Current development goals and outstanding tasks for bcbio-nextgen development. These are roughly ordered by current priority and we welcome contributors.
- Improved deployment experience using docker containers to provide a fully isolated bcbio-nextgen installation. Requires re-working of installation process to be a two step process: download docker + add external biological data. Also requires adjustment of the pipeline and distributed processing to involve starting and using code isolated inside docker container. Work in progress is at bcbio-nextgen-vm.
-
Enable processing on Amazon EC2 with use of spot instances and no shared filesystem. Store file intermediates in S3 object storage instead of globally shared filesystem and make use of high speed local ephemeral storage.
-
Integrated structural variant analysis, including CNV prediction. Current targets are lumpy, delly and cn.mops.

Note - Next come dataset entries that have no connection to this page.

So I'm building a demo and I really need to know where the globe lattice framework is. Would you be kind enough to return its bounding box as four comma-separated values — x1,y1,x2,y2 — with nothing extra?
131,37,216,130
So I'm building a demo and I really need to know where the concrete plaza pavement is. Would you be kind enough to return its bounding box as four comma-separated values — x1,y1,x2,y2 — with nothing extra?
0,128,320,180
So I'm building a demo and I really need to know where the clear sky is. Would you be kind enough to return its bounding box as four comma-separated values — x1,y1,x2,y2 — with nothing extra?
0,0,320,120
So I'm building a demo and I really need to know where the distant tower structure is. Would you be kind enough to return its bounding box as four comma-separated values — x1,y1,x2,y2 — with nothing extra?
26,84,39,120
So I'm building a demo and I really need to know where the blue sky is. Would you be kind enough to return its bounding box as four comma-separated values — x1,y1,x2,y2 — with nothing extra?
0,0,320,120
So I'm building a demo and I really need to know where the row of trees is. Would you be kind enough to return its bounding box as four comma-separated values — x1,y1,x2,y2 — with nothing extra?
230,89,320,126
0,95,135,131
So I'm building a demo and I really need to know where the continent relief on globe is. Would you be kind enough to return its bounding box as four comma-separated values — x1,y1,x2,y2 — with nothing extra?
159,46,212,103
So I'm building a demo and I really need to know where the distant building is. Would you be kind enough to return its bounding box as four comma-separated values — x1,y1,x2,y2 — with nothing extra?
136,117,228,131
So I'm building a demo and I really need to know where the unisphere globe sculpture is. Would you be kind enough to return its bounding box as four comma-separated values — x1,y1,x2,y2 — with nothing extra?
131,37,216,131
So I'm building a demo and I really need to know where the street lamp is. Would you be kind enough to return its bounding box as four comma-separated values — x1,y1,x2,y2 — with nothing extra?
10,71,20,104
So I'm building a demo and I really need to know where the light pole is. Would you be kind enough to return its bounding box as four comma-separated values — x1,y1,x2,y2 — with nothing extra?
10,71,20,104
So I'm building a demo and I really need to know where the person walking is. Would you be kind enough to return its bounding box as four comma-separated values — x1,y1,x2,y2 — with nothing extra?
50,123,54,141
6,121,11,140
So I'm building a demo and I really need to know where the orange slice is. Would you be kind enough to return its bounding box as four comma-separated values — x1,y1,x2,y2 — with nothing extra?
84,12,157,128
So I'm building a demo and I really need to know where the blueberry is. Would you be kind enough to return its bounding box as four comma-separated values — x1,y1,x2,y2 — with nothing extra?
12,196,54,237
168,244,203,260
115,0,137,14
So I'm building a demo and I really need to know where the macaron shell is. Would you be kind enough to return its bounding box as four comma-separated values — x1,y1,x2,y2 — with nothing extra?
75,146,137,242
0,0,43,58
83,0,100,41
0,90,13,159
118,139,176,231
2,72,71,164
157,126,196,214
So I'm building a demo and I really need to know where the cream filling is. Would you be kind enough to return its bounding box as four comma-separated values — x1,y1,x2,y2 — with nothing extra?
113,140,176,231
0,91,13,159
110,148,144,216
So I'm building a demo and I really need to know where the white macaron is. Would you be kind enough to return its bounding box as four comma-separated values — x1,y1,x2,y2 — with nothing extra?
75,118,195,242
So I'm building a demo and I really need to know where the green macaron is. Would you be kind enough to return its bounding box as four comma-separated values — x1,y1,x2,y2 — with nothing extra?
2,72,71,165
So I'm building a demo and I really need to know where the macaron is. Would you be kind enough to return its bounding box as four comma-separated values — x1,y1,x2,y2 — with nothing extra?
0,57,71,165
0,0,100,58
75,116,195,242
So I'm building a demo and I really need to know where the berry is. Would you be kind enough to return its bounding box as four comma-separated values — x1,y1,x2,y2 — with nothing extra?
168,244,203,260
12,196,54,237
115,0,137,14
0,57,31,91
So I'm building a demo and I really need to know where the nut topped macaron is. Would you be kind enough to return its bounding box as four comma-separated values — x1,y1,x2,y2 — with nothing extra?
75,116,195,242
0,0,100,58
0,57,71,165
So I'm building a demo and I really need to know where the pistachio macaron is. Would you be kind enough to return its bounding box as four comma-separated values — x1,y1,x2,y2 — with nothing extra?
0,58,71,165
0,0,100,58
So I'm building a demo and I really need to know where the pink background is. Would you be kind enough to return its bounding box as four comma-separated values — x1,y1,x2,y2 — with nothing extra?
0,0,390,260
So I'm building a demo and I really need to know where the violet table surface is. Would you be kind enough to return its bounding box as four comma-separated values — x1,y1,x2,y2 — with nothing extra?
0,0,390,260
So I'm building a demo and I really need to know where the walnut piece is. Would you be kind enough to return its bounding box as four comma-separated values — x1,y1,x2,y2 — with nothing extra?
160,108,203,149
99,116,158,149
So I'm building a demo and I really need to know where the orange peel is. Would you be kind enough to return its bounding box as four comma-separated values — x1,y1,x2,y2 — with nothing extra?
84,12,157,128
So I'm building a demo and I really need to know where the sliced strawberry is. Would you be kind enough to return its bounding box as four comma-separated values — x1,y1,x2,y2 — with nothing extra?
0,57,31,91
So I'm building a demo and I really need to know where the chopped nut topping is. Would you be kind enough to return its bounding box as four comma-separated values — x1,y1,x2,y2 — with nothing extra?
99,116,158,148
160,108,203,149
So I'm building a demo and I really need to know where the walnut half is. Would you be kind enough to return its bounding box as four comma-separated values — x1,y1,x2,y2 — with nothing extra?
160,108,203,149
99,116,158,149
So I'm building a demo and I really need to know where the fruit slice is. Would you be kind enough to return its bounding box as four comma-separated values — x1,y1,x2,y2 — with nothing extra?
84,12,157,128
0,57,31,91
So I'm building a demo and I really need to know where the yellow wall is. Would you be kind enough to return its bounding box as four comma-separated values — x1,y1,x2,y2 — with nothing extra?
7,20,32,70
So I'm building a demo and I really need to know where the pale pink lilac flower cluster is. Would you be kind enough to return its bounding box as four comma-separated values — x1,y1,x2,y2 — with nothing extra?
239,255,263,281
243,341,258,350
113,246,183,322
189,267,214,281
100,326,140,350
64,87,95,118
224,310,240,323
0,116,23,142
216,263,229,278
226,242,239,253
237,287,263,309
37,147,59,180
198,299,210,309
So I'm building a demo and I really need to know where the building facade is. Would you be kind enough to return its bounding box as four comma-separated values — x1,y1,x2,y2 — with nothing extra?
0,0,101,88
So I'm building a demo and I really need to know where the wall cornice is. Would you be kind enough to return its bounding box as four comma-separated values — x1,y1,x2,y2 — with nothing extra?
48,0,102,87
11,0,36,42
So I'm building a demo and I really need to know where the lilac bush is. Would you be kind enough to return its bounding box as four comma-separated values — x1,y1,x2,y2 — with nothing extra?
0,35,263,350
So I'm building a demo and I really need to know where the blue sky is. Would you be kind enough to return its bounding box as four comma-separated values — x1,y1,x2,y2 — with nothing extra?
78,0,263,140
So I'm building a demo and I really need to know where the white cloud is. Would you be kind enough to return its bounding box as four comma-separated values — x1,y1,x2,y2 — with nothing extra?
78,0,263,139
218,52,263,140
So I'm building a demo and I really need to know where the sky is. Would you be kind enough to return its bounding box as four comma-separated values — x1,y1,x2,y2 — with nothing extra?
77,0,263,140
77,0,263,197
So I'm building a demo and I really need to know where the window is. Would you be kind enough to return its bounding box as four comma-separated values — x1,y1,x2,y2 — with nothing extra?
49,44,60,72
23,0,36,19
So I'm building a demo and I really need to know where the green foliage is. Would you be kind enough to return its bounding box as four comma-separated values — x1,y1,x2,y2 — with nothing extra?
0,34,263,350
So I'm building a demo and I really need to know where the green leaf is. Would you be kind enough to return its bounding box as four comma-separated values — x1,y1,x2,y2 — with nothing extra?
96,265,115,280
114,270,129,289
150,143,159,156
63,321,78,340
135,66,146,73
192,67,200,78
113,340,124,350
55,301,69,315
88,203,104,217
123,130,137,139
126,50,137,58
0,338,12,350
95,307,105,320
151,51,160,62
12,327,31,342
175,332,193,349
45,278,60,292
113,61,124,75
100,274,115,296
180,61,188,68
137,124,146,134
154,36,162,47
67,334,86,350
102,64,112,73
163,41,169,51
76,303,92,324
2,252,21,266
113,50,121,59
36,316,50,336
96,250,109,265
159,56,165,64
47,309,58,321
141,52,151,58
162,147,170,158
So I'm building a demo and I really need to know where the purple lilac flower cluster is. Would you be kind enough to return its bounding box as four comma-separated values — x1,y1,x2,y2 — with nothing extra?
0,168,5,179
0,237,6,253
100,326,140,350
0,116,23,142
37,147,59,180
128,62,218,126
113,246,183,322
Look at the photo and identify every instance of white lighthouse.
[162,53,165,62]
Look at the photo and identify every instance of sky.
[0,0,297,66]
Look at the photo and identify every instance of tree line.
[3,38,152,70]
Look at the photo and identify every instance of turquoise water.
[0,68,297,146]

- Improved support for cancer tumor/normal paired callers. Suggested callers include SomaticSniper (#66, #109), LoFreq and others. A comprehensive discussion is at #112. FreeBayes supports tumor/normal calling: see this mailing list discussion for the suggested parameters. Requires improved framework for evaluating callers and approaches for handling Ensemble calling with multiple inputs (#67).
- Improve analysis of coverage, especially in targeted sequencing experiments. Plan to integrate with chanjo. See #249 for more discussion.
- Support gVCF and incremental join discovery approach for calling variants. Switches batch approaches to calling independently, then combining in a final step. Also integrate bcbio.variation.recall for performing in non-GATK, non-gVCF scenarios.
-
Explore options for accumulating and displaying summary information from multiple runs. Prioritize options which allow accumulation across multiple analysis machines and already handle query and visualization.
-
Once initial structural variation analysis and evaluation is in place, incorporate and evaluate additional CNV and structural variant callers. Some current targets are the VarScan2 CNV caller and Control-FREEC.
- Document and expand Ensemble calling functionality with work on speed ups and parallelization. Integrate development work on bcbio.variation.recall using recalling with local realignment.
-
Add in methylation analysis approaches. See [[#618][bcbio#618]] for discussion.
-
Handle split inputs across multiple sequencing lanes, handling merging of multiple fastq/BAM inputs and correctly maintaining lane information in BAM read group headers.
-
Test to see if less strict quality trimming results in better RNA-seq DE results.
-
Evaluate RNA-seq fusion analysis callers and implement support for one if we can find one with reliable results (#210).